Aleksey
German Jr. ha sempre respirato aria di cinema e di arte in
famiglia (è figlio del regista Aleksej German e nipote
dello scrittore Yuri German) e nutre una passione smisurata
per le ricostruzioni d'epoca.
Come nei suoi precedenti film (in Garpastum
del 2005 una improvvisata squadra di calcio nella San Pietroburgo
di inizio secolo, in Posledniy poezd
del 2003 un manipolo di soldati russi e tedeschi abbandonati
a se stessi durante la seconda guerra mondiale) anche in Bumaznyj
soldat racconta la storia di un gruppo, la prima compagnia
di cosmonauti. E lo fa attraverso gli occhi di Daniel, l'ufficiale
medico incaricato di occuparsi della loro salute in vista
del lancio del primo uomo nello spazio. Siamo nel 1961 in
Kazakistan, durante il momento di crescita dell'URSS che tenta
di lasciarsi alle spalle l'eredità di Stalin con il
miraggio di sopperire ad una crisi di ideali tramite la grandiosità
di un avvenimento memorabile. Ma anche dietro questo obiettivo
grandioso e romantico si cela un destino di morte. Daniel
ne è consapevole e non riesce a portare fino in fondo
la sua missione diviso tra l'inaccettabilità del sacrifico
umano in nome della patria e il precario equilibrio sentimentale
con la moglie Nina e l'amante Vera. Perderà la vita
il giorno prima del lancio che segnerà un momento indimenticabile
nella storia russa.
Pur impeccabile e sontuosamente evocativa, la ricostruzione
storica di Aleksey German Jr si rivela stridente perché
pone in primo piano la figura centrale di Daniel, roso da
frustrazioni esistenziali e rimorsi etici, lasciando sullo
sfondo il contesto storico del suo Paese (perfino il lancio
del missile si vede solo in lontananza). Affastella insulse
diatribe tra marito, moglie e amante privilegiando il singolo
punto di vista a quello corale. Anche la squadra di cosmonauti
si suddivide in singole performance emotive disperdendo la
tensione dell'attesa dell'evento in mille impercettibili piani
dimensionali che eludono la compattezza narrativa conferendo
un senso se non confusionale di sicuro distorto della realtà.

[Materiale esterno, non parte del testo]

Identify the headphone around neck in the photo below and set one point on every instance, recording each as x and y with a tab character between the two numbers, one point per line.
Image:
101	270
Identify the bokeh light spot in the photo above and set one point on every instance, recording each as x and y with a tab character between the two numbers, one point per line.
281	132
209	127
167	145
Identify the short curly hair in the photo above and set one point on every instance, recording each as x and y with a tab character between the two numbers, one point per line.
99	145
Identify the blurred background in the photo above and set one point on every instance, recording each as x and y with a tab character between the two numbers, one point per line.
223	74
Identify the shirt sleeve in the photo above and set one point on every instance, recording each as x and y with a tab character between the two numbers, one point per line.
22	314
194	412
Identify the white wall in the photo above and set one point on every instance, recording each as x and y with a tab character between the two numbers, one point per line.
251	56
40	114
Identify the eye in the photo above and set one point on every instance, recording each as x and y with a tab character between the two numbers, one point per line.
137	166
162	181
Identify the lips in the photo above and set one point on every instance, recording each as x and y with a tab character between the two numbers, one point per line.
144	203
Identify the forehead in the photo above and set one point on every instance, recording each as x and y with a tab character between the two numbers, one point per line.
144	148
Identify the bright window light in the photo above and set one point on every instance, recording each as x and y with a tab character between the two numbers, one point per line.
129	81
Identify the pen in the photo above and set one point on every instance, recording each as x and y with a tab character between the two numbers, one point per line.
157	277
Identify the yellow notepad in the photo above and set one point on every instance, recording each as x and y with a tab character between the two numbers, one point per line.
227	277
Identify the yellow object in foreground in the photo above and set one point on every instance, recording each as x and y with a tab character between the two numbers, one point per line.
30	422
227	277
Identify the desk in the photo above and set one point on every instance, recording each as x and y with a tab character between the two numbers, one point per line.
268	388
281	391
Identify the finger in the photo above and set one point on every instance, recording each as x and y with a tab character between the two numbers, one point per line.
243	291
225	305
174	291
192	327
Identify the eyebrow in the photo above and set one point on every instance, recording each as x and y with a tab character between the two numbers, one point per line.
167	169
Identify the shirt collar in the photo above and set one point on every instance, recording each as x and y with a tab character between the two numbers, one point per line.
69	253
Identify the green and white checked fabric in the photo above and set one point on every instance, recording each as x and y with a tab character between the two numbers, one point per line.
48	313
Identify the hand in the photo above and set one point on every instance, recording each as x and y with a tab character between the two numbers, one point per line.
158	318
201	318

Sfugge il dramma della missione e resta la gravosità
di un'inadeguatezza esistenziale che si risolve in una tragedia
personale. La forza dello sguardo non è mai centrifuga
e rimane quasi sempre avulsa dal contesto storico cui si vuole
rendere omaggio. Non c'è coesione tra i due piani (individuale
e corale) e si finisce per restare delusi da quella che sulla
carta era la parte più interessante (il lancio dell'uomo
nello spazio).
[marco catola]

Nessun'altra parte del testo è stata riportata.